La société française HRS (Hydrogen Refueling Solutions) fabrique une gamme de stations de ravitaillement et distribution d’hydrogène délivrant de 14 à 80 kg d’hydrogène par heure, avec une pression de 350 et 700 bars. Ces stations sont capables de répondre aux besoins d’une large gamme de véhicules. Photo: SDP/NIKOLA CORPORATION – SDP/MC PHY
Comme avec tous les concepts faisant briller les yeux des investisseurs, certains abus d’enthousiasme franchissent parfois même les frontières de la rouerie, pour basculer dans l’escroquerie.
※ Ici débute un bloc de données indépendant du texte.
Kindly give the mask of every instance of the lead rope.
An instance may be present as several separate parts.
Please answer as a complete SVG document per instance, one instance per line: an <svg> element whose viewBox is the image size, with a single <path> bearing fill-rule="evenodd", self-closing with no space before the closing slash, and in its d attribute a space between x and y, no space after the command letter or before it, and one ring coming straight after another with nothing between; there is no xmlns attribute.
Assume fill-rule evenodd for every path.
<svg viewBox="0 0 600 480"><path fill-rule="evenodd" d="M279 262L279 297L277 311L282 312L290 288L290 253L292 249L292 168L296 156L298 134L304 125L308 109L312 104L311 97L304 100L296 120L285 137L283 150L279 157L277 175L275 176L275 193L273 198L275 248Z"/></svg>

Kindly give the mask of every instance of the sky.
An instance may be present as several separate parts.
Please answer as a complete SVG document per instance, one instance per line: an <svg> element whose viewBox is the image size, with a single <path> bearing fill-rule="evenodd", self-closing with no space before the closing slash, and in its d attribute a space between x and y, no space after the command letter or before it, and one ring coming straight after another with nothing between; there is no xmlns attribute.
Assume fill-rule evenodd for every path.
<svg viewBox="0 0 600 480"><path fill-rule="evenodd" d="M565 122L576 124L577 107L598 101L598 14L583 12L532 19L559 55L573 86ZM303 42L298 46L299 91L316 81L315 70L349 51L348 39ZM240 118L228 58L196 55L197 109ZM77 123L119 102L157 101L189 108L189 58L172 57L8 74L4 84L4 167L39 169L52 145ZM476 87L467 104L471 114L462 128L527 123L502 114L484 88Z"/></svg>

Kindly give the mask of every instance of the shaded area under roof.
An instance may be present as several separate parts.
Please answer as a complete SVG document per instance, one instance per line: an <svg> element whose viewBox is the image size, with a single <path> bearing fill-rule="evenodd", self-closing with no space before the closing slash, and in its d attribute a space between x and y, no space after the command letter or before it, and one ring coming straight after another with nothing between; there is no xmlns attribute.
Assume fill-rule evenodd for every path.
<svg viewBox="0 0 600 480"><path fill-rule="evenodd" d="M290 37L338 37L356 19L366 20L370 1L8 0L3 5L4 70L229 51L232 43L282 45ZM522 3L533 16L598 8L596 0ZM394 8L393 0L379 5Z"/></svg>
C’était particulièrement prévisible pour le fabricant américain de camions propulsés à l’hydrogène Nikola Corporation. Créé en 2015 dans son basement (chez lui) par un entrepreneur de l’Utah, Trevor Milton, Nikola prétendait mettre au point un prototype de super-camion à 18 roues propulsé par un moteur à hydrogène révolutionnaire, qui n’existait pas plus que “la fourmi de dix-huit mètres”, de Robert Desnos.
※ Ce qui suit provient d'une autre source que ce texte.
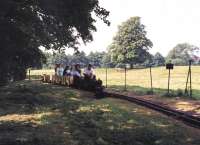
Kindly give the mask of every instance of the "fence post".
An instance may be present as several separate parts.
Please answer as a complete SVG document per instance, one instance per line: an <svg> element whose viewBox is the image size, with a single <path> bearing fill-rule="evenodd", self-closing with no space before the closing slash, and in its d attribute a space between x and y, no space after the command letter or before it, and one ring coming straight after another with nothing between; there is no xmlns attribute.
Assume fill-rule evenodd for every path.
<svg viewBox="0 0 200 145"><path fill-rule="evenodd" d="M126 85L126 65L125 65L125 77L124 77L124 91L127 90L127 85Z"/></svg>
<svg viewBox="0 0 200 145"><path fill-rule="evenodd" d="M29 79L29 81L31 80L31 69L30 68L28 69L28 79Z"/></svg>
<svg viewBox="0 0 200 145"><path fill-rule="evenodd" d="M108 66L106 65L106 88L108 87Z"/></svg>
<svg viewBox="0 0 200 145"><path fill-rule="evenodd" d="M153 93L153 82L152 82L152 71L151 71L151 65L150 65L150 79L151 79L151 92Z"/></svg>
<svg viewBox="0 0 200 145"><path fill-rule="evenodd" d="M188 94L188 81L190 81L189 83L189 89L190 89L190 97L192 97L192 69L191 69L191 65L192 65L192 60L189 60L189 70L188 70L188 75L187 75L187 81L186 81L186 87L185 87L185 93Z"/></svg>
<svg viewBox="0 0 200 145"><path fill-rule="evenodd" d="M169 94L169 85L170 85L170 75L171 75L171 72L170 72L170 69L169 69L169 75L168 75L168 89L167 89L167 93Z"/></svg>

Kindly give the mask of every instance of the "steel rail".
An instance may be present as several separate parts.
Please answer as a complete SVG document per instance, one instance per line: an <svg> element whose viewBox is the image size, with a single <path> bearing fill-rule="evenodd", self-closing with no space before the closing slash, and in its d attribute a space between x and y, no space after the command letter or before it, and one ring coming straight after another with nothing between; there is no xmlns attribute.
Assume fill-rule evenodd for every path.
<svg viewBox="0 0 200 145"><path fill-rule="evenodd" d="M105 91L104 93L108 97L118 98L118 99L127 100L127 101L130 101L130 102L136 103L138 105L141 105L141 106L156 110L158 112L161 112L165 115L171 116L174 119L182 121L183 123L185 123L189 126L200 129L200 118L199 117L195 117L195 116L192 116L188 113L181 112L181 111L178 111L178 110L174 110L174 109L169 108L167 106L162 106L160 104L156 104L154 102L144 100L142 98L126 96L126 95L123 95L123 94L118 94L118 93L108 92L108 91Z"/></svg>

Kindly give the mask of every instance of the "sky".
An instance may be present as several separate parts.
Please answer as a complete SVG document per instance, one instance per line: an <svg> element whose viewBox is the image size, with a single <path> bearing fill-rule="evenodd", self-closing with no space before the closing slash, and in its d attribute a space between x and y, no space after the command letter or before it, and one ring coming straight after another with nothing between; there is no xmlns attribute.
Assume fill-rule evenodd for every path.
<svg viewBox="0 0 200 145"><path fill-rule="evenodd" d="M118 25L130 17L139 16L153 42L152 54L167 53L178 43L200 46L200 0L99 0L110 11L111 26L101 20L96 23L94 41L81 45L86 52L106 51L117 33ZM69 50L68 50L69 51Z"/></svg>

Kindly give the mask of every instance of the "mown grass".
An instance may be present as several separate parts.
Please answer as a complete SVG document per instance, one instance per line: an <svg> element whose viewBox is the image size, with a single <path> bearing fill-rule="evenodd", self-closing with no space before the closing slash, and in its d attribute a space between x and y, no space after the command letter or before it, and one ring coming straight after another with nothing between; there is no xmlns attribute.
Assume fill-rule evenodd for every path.
<svg viewBox="0 0 200 145"><path fill-rule="evenodd" d="M149 69L134 69L127 72L127 86L129 91L137 94L149 94L150 82ZM53 70L32 70L31 75L53 74ZM97 78L103 80L106 84L106 70L96 69ZM171 96L187 97L184 94L188 67L175 66L171 71L170 90ZM200 99L200 66L192 66L192 88L193 98ZM108 88L124 90L124 70L108 69L107 75ZM153 88L154 93L160 96L165 96L168 85L168 70L165 67L152 68Z"/></svg>
<svg viewBox="0 0 200 145"><path fill-rule="evenodd" d="M127 101L35 82L0 88L0 96L0 144L200 143L200 130Z"/></svg>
Nikola est un constructeur américain de poids lourds à hydrogène et pile à combustible coté en Bourse depuis 2020. L’ancien président et fondateur de la société, Trevor Milton, a été condamné pour fraude. Nikola a commencé à livrer l’an dernier au compte-gouttes des véhicules. Photo: SDP/NIKOLA CORPORATION – SDP/MC PHY
Multipliant les roadshows dans le monde entier pour présenter les perspectives de profits de son “invention” devant des investisseurs ébahis, le charismatique Trevor Milton introduisit sa start-up en Bourse en juin 2020, par une fusion avec la société spéciale d’acquisition (SPAC) Vector IQ, dirigé par un ex-patron de General Motors. Cinq jours plus tard, alors qu’il revendiquait 10 milliards de dollars de précommandes, la valorisation de Nikola Corporation approchait 29 milliards de dollars, soit l’équivalent de Ford. Mais tout était quasi bidon, le château de cartes s’est écroulé, et Trevor Milton a été jugé coupable de fraude boursière par un tribunal de New York en octobre dernier. Libéré sous caution (de 100 millions de dollars), ce gai luron de l’hydrogène attend son procès définitif en juin prochain.
Avec une perte de 784 millions en 2022, pour un premier chiffre d’affaires annuel de 51 millions, Nikola Corporation a perdu 98% de sa valeur, pour redescendre à 580 millions de dollars de capitalisation. Vous avez dit gonflé?